こいつも違う、こいつもダメだ、ダメ、ダメ、ダメ、ダメ。街ゆく人は十人十色だが、どれもピンと来ない。俺が求めているのは何か他とは違う、特異な才能を持つ者だ。どうせ仲間にするなら、面白いやつがいい。
人の顔にそろそろうんざりしてきた頃、ようやく中々良さそうなヤツを見つけた。艶のある黒髪に、黄金の様に輝く珍しい瞳を持つ幼女。俺と同い年くらいのそいつは大通りの傍に立ち止まり、花屋の店先の黄色の花を指を咥えて見ていた。俺がその花を横から取ると、幼女の視線も俺へと向く。ぼんやりとして見えるがやはり、その目からは何か特異なものを感じた。
俺は店に入って花を購入し、ラッピングされたそれを持って再び幼女の前に行く。
「俺はヘビーロック。お前は誰だ。」
「サータ。」
「そうか。サータ。この出会いを祝して、お前にこの花をやろう。そしてこの俺の秘密基地作りの仲間にも入れてやる。喜べ。」
「やったあ。」
餌付け完了と。俺はサータに花を渡し、その手を掴んで妖精の森へと向かった。
「この先、危ないよ。」
妖精の森の入り口に着くと、それまで無言で引っ張られていたサータが突然口を開いた。
「ここは妖精の森だ。知ってるのか?」
「知らないけど、強い魔法が見える。」
どうやらサータはこの森の防衛システムを察知したらしい。やはり面白い人材だったと自分の審美眼に満足しながら、地面に被せた木の枝や葉のベールを足で退かせる。そこには訳の分からない文字が幾つも刻まれた石版があった。
「何それ。」
石版を拾い上げるとサータが隣から覗き込んでくる。俺はサータに見えるようにしながら、並んだ文字を覚えている通りの順に押していく。最後の一文字を押すと石版が淡い青の光を放った。
「あ、消えた。」
サータが森を見上げながら呟く。俺は石版を地面に置いて最初のように隠してから、サータの手を引いて森へ足を踏み入れた。
妖精の森の木は他のよりも高く、太い。これは良い素材になりそうだ。俺は品定めしながら森を歩く。サータも歩きながら花屋の花を見ていた時のような、ぼんやりした目で木を眺めていた。

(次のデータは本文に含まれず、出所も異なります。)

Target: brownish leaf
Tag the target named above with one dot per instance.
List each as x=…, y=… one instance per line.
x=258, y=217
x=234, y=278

「もう少し歩くと湖がある。秘密基地はそのその畔に作る予定だ。その花はその近くに植え直せ。」
サータは俺と繋いでいない方の手の花を見ながら頷く。あの色は湖に映えるだろう。
湖に着き、サータが花を植えた後、俺たちは畔にある一際大きい木の根元に集まった。見上げると遥か上で幹から枝が分かれていく場所があり、そこが良い感じに平らになっていた。

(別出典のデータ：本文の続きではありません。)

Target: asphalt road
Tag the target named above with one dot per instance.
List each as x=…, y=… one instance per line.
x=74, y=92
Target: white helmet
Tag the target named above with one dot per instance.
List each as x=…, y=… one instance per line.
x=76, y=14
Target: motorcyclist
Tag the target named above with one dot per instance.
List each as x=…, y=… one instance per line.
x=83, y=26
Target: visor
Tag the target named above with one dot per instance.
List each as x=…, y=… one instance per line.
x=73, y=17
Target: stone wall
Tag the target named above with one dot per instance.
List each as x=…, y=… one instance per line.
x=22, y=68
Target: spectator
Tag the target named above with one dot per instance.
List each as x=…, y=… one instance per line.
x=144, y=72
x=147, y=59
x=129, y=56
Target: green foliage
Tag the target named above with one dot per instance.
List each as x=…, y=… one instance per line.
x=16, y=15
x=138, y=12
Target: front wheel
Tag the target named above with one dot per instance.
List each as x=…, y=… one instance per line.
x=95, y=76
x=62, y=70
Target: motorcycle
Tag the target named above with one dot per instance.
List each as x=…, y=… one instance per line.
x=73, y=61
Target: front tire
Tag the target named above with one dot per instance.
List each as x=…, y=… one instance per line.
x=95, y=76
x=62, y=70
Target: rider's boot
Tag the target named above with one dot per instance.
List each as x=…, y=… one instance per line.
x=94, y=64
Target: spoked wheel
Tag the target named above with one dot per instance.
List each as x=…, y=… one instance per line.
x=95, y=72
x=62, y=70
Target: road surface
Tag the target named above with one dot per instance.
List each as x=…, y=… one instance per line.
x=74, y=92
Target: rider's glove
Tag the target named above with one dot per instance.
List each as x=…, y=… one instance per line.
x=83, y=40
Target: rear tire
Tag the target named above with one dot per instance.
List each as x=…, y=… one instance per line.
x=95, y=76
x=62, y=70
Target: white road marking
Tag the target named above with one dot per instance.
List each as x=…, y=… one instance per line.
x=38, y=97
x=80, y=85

「あそこに俺達の基地を建設する訳だが、当然それにはまず木材が居る!サータよ!お前を材料集め大臣に任命する!と言ってもまだ斧がないからお前の仕事はまた後日だが。」
聞いてるのか聞いてないのか分からんボケた顔をしているがまあ良い。
俺は木のうろや皮を足がかりに基地建設予定の木を登り、太い枝に寝転んでサータを見下ろす。するとサータは意外にも軽快な動きで木を登ってきて、俺の隣に添い寝した。果物に似た、甘い香りがする。
「男女七歳にしてなんたら、だぞ。まあ報酬の前金として添い寝くらいは許してやる。喜べ。」
「わあい。」
心地良いそよ風が眠気を誘う。まあ焦ることはない。俺は青空に浮かぶ雲を眺めて、目を閉じた。